Defacement detection methods based on machine learning and data mining have potential because the detection profile or the threshold can be “learned” from the training data.
Kim et al. [
13] proposes an algorithm to dynamically generate and adjust the detection threshold for each monitor page to reduce false positive alarms. However, this method only works well for web pages that have fairly stable content. For highly dynamic websites, such as e-shops or forums it is not effective.
The common shortcoming of Medvet et al. [
14], Bartoli et al. [
15] and Borgolte et al. [
16] is the extensive computing requirements because they use either large-size feature sets [
14,
15] or highly complicated algorithms [
14,
15,
16]. This may restrict their implementation and deployment in practice.
Commercial website monitoring tools like VNCS web monitoring [
6], Nagios web application monitoring software [
8], Site24x7 website defacement monitoring [
8] and WebOrion defacement monitor [
9] have two common drawbacks: (1) they are expensive because they are commercial solutions and (2) they only use checksum and direct comparison of web page contents, which may generate a high volume of false alarms on dynamic websites.
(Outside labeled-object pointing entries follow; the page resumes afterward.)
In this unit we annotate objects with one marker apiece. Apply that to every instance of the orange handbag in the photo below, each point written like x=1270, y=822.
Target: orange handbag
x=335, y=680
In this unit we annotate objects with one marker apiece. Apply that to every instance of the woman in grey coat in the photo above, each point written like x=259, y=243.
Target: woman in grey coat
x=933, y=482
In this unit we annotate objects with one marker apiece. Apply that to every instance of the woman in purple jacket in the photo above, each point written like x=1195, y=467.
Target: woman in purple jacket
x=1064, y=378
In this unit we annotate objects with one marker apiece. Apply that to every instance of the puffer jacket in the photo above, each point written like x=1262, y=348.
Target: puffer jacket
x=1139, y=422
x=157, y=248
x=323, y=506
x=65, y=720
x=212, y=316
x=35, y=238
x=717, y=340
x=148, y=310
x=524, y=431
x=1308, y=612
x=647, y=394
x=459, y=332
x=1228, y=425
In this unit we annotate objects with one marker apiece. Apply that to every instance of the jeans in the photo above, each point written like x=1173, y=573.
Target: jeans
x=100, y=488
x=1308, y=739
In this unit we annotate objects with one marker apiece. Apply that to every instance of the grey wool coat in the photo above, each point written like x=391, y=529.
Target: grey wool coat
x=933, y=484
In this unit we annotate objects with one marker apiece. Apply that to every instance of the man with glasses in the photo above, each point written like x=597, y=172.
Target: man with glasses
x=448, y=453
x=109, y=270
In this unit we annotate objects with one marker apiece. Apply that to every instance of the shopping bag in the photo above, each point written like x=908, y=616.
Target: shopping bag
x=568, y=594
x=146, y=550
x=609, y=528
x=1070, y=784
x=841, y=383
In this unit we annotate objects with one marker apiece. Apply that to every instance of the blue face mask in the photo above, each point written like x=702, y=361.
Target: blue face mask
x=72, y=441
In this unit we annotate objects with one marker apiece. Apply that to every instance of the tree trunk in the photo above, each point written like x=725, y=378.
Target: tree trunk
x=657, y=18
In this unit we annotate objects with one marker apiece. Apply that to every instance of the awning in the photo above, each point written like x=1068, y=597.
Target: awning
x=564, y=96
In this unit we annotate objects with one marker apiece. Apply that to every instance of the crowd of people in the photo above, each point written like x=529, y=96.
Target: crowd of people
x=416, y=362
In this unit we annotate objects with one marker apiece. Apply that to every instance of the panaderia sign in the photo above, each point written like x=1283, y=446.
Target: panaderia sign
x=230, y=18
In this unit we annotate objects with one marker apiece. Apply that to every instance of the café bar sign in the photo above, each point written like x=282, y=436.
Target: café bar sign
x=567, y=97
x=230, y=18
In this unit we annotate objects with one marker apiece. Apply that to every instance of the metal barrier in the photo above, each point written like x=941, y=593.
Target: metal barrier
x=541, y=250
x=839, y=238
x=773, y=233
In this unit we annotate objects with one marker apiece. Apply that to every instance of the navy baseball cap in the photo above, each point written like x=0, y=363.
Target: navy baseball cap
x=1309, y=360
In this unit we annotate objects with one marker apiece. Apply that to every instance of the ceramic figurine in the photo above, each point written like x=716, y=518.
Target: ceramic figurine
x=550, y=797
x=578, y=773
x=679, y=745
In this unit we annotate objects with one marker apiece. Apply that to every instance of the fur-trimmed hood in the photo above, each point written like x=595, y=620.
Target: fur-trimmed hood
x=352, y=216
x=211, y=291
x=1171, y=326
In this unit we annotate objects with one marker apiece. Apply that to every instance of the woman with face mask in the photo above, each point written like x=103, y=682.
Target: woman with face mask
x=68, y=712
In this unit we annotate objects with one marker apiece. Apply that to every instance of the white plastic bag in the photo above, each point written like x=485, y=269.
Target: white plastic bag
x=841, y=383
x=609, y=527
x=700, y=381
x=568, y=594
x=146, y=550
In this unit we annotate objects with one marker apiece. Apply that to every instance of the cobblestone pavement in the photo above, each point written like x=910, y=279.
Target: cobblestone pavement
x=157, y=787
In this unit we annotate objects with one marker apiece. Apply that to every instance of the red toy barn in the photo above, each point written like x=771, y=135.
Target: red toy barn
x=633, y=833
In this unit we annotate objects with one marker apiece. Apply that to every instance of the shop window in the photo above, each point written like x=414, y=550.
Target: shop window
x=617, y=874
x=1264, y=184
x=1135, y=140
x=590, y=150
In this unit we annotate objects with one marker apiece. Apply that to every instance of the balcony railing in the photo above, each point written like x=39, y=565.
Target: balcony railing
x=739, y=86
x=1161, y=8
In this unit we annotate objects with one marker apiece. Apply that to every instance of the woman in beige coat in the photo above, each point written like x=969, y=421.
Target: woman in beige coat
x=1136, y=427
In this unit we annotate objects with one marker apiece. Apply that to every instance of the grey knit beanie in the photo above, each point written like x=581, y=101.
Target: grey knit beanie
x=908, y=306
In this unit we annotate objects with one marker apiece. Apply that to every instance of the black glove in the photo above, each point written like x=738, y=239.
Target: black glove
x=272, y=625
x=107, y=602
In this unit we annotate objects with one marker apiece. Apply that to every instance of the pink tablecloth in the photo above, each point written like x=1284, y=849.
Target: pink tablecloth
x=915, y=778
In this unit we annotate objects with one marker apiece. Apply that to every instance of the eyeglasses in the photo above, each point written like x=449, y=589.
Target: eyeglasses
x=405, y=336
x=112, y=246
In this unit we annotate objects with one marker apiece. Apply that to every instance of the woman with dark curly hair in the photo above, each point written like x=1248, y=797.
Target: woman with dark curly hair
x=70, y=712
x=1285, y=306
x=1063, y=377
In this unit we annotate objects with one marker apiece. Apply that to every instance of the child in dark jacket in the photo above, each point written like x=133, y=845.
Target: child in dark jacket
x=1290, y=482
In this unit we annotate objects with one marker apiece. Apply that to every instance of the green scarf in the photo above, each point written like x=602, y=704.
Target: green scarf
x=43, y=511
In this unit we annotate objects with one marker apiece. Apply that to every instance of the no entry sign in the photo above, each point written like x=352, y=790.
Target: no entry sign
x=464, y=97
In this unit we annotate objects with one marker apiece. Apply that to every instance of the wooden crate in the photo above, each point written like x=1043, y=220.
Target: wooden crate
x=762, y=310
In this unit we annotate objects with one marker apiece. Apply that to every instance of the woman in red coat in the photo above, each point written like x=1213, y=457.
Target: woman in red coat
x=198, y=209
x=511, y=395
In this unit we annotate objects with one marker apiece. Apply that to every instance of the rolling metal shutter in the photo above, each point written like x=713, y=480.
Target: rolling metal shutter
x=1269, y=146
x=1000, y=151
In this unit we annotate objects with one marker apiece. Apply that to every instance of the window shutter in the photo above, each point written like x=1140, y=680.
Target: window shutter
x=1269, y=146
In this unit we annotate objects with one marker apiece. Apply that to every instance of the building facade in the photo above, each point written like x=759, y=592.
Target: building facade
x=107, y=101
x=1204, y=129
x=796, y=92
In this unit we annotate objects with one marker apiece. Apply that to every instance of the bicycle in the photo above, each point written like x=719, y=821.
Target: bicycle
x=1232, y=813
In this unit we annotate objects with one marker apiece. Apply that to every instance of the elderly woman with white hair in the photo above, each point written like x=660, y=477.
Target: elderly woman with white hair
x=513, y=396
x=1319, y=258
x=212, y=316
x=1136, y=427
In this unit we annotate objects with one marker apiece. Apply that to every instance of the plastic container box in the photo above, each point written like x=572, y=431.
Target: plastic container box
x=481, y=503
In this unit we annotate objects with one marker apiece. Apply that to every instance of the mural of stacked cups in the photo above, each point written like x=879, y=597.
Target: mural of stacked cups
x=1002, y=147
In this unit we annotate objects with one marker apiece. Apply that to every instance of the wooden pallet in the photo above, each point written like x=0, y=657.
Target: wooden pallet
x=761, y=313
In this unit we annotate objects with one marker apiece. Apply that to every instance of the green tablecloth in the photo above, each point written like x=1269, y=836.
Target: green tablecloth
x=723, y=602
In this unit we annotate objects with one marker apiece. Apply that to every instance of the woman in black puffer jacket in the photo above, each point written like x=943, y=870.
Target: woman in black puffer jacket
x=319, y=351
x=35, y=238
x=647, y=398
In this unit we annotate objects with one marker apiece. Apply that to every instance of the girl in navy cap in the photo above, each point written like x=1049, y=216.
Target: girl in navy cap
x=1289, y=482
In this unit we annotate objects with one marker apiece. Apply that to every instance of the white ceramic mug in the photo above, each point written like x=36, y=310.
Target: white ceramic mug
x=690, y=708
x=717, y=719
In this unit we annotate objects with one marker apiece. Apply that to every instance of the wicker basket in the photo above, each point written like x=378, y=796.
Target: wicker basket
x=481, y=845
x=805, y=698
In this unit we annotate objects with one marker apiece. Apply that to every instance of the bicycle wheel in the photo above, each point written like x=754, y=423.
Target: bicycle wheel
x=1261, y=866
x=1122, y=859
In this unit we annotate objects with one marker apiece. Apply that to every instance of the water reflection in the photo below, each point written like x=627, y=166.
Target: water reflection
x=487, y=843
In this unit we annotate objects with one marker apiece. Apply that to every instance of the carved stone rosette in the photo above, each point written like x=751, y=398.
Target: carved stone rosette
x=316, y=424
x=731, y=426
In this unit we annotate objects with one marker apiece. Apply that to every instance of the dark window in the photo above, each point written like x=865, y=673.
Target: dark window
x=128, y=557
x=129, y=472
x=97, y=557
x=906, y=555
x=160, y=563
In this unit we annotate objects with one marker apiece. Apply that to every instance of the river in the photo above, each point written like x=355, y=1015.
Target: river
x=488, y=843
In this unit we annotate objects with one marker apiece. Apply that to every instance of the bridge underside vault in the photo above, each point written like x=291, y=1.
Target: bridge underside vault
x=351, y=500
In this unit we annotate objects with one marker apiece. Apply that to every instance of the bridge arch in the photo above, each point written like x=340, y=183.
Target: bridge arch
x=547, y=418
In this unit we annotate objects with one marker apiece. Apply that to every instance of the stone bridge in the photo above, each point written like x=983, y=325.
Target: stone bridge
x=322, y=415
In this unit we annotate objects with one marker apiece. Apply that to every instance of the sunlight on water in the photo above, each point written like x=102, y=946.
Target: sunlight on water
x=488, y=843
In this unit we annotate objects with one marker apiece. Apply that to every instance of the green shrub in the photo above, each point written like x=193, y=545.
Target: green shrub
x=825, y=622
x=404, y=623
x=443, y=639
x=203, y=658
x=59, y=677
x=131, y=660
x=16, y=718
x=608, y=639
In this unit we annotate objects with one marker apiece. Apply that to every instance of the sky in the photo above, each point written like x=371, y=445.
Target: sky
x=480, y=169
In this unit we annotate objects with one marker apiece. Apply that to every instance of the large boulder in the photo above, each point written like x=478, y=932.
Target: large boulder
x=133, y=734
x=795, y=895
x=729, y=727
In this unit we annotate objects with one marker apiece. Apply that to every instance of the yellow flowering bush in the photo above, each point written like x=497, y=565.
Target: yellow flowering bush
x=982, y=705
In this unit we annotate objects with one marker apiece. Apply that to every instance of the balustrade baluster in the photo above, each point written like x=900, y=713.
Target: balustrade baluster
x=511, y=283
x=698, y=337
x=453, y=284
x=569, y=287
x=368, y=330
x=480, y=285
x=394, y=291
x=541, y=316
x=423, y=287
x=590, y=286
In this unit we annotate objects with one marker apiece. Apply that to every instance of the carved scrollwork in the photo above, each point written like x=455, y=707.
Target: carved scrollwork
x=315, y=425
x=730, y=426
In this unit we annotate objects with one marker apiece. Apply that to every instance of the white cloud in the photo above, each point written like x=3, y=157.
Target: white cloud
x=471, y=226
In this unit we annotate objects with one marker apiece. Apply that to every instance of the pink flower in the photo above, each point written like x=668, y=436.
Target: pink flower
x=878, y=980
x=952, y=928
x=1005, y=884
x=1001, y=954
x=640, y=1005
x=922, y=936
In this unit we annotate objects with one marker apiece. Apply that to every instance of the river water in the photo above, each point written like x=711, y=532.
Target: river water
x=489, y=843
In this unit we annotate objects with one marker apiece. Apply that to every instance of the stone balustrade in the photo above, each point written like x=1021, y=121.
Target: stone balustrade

In this paper, we extend our previous work [
10] by proposing a hybrid defacement detection model based on machine learning and attack signatures. In this work, we first carry out extensive experiments on a larger dataset of English and Vietnamese web pages using the machine learning-based defacement detection to verify the detection performance. Then, we combine the machine learning-based detection and the signature-based detection to build the hybrid defacement detection model. The combination of the two detection techniques aims at improving the detection rate and boosting the processing speed for common forms of defacement attacks. Our proposed defacement detection model does not require extensive computational resources because we only use low-cost supervised learning algorithms, such as Naïve Bayes, or Random Forest (RF) for the classification of web page HTM code. Furthermore, the building of the detection classifier and the attack signatures from the training data is done offline. This in turn makes the proposed detection model more efficient because it is not necessary to generate and update the dynamic detection threshold for each monitored page.
5. Conclusions
This paper proposed a hybrid website defacement detection model that is based on machine learning techniques and attack signatures. The machine leaning-based component is able to detect defaced web pages with a high level of accuracy and the detection profile can be learned using a dataset of both normal pages and defaced pages. The signature-based component helps boost the processing speed for common forms of defaced attacks. Experimental results showed that our defacement detection model can work well on both static and dynamic web pages and that it has an overall detection accuracy of more than 99.26% and a false positive rate of lower than 0.62%. The model is also able to monitor web pages in other languages than the web page language of training data.
Although the proposed model works well on both static and dynamic web pages in different languages, the model does have some limitations. One limitation is related to the fact that we use the MD5 hashing algorithm to detect changes in embedded external files of monitored pages. Because this method is sensitive to any changes of these files, the model may generate many change alerts. The other issue with our model is the processing of change alerts is done manually and this in turn may cause some delays in the processing flow.
For future works, we will carry out more experiments to validate the independent language capability of the proposed detection model. In addition, more attack signatures will be added into the initial set. Moreover, our next task is to implement a real-time monitoring and detection system for website defacements based on the proposed hybrid defacement detection model.